Dictionaries

Content Analytics Studio uses various types of dictionaries to identify words in documents and obtain information about the words.

Custom dictionaries

A custom dictionary contains a list of terms that are used in a specific domain of knowledge and other relevant information. For example, a custom dictionary might contain a list of cities in the world and other information such as the latitude and population of each city. The additional information is known as features. You can later use these features in the parsing rules that you create.

Terms can also have alternative surface forms, such as inflections and synonyms. For example, the term doctor in a dictionary of person titles might have an alternative form Dr. To automatically add inflections for a term, you can use an inflection lookup dictionary that is optionally specified when you create a dictionary database.

Besides creating custom dictionaries that contain entities in a particular domain, you can create custom dictionaries that contain terms that help indicate the presence of particular types of entities. For example, a dictionary of company indicators might include the terms Co and Inc.

When you include a custom dictionary in your UIMA pipeline, the pipeline identifies and annotates instances of these terms that are found in your documents.

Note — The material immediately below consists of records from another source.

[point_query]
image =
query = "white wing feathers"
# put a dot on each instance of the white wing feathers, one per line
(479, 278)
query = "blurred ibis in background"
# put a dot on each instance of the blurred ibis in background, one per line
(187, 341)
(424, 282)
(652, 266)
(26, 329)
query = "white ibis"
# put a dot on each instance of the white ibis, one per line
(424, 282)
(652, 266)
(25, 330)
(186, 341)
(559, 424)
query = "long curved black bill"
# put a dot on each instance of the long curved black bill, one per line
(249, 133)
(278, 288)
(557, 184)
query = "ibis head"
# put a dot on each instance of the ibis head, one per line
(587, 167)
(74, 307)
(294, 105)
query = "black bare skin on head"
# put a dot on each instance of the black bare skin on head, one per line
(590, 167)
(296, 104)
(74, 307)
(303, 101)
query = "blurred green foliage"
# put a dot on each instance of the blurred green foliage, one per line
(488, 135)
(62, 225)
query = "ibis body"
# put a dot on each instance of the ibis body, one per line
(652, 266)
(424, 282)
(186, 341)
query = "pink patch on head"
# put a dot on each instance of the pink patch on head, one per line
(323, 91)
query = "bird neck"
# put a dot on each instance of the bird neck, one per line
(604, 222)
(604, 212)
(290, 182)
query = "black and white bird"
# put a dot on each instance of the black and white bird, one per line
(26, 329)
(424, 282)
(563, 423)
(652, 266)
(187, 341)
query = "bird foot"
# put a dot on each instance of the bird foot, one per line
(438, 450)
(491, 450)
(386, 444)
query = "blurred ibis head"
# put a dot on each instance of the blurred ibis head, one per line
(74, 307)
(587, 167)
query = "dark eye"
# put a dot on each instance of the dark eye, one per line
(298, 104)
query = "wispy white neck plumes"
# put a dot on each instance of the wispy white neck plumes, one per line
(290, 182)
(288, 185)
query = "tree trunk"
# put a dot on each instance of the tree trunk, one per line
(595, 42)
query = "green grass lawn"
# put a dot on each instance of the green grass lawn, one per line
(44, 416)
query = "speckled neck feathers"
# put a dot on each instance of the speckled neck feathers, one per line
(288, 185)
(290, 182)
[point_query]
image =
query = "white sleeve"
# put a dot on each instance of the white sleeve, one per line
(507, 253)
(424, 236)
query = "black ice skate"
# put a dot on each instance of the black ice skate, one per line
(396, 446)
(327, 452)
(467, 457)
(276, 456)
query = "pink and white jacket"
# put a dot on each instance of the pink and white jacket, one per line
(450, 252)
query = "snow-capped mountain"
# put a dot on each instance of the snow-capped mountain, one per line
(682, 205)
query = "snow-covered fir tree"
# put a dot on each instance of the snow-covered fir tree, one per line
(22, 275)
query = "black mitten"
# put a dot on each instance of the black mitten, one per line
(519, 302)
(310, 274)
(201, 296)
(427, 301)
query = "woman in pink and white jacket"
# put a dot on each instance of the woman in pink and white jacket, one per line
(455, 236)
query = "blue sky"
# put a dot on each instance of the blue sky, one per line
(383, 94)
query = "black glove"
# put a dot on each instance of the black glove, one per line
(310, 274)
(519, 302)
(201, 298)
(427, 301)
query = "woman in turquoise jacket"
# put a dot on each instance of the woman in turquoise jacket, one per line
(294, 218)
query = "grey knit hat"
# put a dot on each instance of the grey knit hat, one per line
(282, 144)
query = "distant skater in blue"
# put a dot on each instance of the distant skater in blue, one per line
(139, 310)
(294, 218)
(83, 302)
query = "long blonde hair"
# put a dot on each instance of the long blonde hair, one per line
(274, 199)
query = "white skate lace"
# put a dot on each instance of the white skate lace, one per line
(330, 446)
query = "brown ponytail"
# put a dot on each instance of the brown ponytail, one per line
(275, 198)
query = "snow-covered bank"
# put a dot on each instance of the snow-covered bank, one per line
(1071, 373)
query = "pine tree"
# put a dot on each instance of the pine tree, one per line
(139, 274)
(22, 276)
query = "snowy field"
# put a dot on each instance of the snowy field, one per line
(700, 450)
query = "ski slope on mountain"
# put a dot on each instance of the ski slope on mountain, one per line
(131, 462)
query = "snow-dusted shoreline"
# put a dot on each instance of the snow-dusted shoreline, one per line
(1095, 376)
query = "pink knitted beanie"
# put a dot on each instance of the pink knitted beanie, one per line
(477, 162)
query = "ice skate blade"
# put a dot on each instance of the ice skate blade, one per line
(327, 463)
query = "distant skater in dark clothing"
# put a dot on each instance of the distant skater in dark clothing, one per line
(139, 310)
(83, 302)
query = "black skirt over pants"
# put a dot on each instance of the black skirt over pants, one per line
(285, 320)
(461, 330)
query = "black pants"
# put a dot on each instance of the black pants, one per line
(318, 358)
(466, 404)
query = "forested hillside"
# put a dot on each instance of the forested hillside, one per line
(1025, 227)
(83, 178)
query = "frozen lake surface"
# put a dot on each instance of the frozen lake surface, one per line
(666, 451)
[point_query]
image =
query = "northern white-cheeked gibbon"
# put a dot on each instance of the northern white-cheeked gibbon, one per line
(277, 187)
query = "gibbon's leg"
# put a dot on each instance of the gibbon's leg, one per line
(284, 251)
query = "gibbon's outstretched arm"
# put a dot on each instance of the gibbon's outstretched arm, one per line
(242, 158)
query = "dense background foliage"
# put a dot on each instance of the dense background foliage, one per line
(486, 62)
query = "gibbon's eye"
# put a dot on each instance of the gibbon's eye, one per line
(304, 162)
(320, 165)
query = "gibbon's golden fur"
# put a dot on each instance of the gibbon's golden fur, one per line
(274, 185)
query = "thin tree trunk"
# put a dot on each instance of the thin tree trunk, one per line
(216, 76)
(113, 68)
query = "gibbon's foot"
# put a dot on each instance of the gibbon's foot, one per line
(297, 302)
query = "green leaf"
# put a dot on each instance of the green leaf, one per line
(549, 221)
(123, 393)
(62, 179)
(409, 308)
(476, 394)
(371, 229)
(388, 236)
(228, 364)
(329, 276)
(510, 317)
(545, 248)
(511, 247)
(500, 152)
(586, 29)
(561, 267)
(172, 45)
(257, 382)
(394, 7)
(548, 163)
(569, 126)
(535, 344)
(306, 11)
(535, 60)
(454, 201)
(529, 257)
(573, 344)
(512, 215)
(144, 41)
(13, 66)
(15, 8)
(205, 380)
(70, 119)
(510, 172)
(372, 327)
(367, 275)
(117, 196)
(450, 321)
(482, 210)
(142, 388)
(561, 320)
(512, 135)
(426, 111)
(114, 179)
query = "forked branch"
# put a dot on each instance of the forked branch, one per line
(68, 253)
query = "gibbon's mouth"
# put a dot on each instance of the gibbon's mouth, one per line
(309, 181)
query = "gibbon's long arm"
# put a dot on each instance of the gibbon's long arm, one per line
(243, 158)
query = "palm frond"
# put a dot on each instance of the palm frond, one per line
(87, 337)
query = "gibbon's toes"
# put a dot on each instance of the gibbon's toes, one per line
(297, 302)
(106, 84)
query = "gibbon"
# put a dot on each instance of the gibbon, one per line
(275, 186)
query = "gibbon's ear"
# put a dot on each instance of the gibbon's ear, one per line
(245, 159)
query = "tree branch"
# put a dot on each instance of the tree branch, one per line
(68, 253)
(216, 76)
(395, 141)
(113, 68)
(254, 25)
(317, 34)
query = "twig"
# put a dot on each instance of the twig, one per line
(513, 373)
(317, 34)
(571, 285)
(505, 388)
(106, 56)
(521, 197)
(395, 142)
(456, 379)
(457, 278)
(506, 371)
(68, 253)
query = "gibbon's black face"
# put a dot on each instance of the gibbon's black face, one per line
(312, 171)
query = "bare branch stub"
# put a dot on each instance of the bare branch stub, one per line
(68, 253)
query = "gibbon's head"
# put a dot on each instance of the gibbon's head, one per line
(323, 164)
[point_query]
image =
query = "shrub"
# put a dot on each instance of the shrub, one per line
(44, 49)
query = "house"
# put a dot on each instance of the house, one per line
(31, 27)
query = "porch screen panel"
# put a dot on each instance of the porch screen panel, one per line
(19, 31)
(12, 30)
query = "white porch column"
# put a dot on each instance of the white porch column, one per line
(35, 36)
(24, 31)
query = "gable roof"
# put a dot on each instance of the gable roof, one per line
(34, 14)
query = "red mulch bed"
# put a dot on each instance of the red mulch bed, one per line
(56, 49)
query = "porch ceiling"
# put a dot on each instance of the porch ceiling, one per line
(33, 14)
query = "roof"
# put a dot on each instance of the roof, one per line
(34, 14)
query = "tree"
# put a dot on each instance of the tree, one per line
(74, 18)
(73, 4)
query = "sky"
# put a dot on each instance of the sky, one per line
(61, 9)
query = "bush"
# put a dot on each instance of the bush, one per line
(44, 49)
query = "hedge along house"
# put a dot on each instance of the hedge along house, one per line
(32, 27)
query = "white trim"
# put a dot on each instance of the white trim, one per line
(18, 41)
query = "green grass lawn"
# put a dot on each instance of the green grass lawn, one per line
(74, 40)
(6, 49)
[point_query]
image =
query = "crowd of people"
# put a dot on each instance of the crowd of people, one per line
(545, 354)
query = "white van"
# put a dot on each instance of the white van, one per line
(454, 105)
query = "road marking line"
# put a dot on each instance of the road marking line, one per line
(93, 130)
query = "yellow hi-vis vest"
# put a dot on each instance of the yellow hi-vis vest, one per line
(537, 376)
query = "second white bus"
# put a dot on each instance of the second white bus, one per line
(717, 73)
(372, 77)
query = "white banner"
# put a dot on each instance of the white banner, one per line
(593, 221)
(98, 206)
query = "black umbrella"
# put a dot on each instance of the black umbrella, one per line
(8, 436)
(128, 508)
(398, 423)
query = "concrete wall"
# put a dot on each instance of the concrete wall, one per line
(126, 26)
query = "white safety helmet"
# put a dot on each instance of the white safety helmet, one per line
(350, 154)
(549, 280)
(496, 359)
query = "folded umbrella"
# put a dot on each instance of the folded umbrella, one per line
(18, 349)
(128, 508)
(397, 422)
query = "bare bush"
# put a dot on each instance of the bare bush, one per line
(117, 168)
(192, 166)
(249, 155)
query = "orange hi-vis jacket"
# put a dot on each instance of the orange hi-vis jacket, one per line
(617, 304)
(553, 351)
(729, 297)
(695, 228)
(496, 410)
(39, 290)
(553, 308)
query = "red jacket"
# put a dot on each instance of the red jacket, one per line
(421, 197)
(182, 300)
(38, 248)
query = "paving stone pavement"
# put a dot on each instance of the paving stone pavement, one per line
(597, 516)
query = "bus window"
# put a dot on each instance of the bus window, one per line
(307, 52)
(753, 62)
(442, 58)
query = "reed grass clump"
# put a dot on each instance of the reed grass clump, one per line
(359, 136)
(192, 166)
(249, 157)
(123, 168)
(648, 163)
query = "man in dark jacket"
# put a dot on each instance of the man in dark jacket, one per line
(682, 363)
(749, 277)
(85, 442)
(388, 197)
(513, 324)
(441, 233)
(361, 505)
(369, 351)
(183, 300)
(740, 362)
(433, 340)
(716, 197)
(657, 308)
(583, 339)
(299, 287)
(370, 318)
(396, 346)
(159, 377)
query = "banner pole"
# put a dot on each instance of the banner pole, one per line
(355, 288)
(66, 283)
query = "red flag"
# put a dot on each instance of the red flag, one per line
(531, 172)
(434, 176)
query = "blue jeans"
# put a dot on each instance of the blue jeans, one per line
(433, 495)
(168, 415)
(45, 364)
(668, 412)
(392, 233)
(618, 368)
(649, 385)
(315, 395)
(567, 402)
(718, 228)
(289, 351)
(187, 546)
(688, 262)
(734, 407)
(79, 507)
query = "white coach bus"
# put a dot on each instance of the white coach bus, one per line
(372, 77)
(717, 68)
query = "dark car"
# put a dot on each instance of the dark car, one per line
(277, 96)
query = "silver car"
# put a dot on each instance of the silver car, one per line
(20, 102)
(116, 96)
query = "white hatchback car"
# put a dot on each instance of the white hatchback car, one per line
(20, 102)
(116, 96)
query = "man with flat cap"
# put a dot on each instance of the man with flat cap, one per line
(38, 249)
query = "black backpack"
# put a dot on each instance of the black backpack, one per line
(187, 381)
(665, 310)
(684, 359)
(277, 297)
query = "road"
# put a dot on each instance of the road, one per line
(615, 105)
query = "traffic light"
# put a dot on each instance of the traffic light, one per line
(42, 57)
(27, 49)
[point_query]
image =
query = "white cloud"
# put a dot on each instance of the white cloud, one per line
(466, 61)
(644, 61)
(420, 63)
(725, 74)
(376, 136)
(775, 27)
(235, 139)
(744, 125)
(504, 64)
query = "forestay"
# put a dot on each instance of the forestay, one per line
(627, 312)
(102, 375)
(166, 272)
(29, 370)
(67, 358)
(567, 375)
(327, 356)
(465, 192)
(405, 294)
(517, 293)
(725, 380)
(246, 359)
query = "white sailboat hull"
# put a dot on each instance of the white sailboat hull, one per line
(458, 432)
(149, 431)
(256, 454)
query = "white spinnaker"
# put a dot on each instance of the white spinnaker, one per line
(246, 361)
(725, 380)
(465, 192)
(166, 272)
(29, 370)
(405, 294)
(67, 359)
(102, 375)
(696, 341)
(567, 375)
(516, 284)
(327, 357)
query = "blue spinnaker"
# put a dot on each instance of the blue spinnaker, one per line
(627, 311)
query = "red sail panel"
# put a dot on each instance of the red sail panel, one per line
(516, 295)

The source data for the custom dictionary entries is stored in a dictionary database. You build this database into a compiled DIC dictionary file that can be included in the lexical analysis stage of your UIMA pipeline.

Analytics facet dictionaries

An analytics facet dictionary is a type of custom dictionary that can be deployed directly into Watson Explorer Content Analytics and produces facet values for analytics collections. For example, you can use an analytics facet dictionary to produce facets for terms that are extracted from an RDF file.

Lexical analysis dictionaries

A lexical analysis dictionary contains all of the words that are used in a particular language and linguistic information about each term, such as its part of speech and whether the word can be joined with other words to form compound words. Content Analytics Studio provides lexical analysis dictionaries for its supported languages. If you want to add support for more languages in Content Analytics Studio, you must create a lexical analysis dictionary for that language.